En effet, l’artiste français dans le choix de ses sujets convoque toujours une dimension plus universelle que le simple objet documentaire, au point de confronter, notamment dans la série « Trouble » (2016), la maxime d’Héraclite (« À ceux qui descendent dans les mêmes fleuves surviennent toujours d’autres et d’autres eaux. ») à une forme d’expérimentation consistant à filmer et saisir au Polaroid les ondes produites par sa propre immersion dans un plan d’eau particulier, celui de Pont-d’Arc, procurant à la performance une dimension originaire supplémentaire. Cette action, proche dans l’esprit de Fluxus et évoquant aussi Anna Mendieta (voir notre article), souligne bien que les dénégations de Raphaël Dallaporta quant à une dimension autre que simplement photographique de son travail n’est pas d'une bonne foi totale. Tout au contraire dans chacune de ses séries on perçoit un propos plus large que ce qui est documenté. De surcroît la mise en forme presque minimaliste du documentaire introduit d’emblée la suspicion quant à l’évidence (visuelle) de ce qui est montré. Il y a dans la mise en page sinon la mise en scène ou la composition un effet d’ironie contaminant l’intégrité de la fonction documentaire.
L’hypothétique neutralité de la photographie
La neutralité photographique et son ambiguïté est un des thèmes récurrents du travail de Raphaël Dallaporta. Ainsi, les mines antipersonnelles qui composent la première série des travaux du photographe (exposition qui a révélé, en 1974 à Arles lors du festival éponyme, le photographe au grand public) ne sont pas « montrées » comme dans un catalogue informatif ou une archive photographique à la Bernd et Hilla Becher.
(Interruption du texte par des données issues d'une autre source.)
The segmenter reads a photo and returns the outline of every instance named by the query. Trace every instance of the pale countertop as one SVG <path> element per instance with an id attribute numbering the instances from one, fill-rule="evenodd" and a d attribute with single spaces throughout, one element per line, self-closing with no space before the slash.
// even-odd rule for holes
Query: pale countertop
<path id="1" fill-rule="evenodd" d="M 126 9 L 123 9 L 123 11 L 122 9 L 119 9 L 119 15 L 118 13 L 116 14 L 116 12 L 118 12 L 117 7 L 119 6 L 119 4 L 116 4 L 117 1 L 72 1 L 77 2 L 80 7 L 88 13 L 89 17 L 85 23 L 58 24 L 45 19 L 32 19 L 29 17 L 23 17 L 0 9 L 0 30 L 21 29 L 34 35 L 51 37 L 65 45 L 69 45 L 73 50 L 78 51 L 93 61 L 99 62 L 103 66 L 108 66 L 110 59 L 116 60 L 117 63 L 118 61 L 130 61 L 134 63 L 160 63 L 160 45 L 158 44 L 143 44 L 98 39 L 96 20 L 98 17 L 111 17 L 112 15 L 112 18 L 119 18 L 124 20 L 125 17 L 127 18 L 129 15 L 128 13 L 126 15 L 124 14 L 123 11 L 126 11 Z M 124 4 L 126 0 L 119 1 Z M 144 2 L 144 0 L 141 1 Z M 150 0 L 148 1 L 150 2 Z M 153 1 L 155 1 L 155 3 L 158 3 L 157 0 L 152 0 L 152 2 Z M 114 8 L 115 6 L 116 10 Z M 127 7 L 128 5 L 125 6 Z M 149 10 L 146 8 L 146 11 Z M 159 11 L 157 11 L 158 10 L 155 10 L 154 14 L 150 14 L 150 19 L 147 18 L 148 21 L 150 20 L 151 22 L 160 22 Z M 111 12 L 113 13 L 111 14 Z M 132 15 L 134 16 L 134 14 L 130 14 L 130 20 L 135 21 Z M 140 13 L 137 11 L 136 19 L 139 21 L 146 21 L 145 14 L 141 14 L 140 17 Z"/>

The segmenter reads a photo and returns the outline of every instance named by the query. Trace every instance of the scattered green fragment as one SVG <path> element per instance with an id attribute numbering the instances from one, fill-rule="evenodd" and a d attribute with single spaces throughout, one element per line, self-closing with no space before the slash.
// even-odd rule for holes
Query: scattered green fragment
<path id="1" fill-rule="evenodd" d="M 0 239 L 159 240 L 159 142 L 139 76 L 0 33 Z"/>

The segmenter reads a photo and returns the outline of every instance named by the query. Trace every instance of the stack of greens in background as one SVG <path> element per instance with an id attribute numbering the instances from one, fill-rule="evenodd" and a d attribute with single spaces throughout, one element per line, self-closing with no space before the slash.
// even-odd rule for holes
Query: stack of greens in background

Certes il n’y pas de dramatisation à la façon d’un reportage sur le vif illustrant les méfaits de ces armes par la tragédie contingente d’une de leurs victimes. Certes, Raphaël Dallaporta dresse bien un inventaire macabre, à l’échelle un, sans aucun accessoire. Mais il réalise ces images hors contexte, sur fond noir, comme dans un écrin, avec, en outre, un éclairage digne d’objets publicitaires de luxe. La forme bien que frontale et austère n’en contredit pas moins le « fond », à savoir un réquisitoire muet contre les mines antipersonnelles.
Cette première série cumule déjà tous les ressorts du travail du photographe français, la suivante « Esclavage Domestique » utilisera exactement les mêmes procédés. La mise en forme est une de ces constantes, elle emprunte les atours de la rigueur documentaire appuyée par un texte descriptif de l’objet. Cependant l’écrit descriptif qui accompagne l’image est presque systématiquement hors contexte, ce n’est en général rien de plus qu’une notice technique. C’est une des autres caractéristiques du corpus de Raphaël Dallaporta. Les images sont décontextualisées à la lisière de l’esthétisation. Dans la série "Antipersonnelle" Il n’y a aucune mise en perspective quant à l’usage létal, à la dimension politique, économique et humanitaire. Le photographe reste muet. Cependant s’il ne se prononce pas dans ses photographies il met néanmoins le regardeur en situation de doute sur ce qui est représenté et ce qui est dit, à lui en fonction des informations (d’apparence) neutres qui lui sont procurées de prendre position.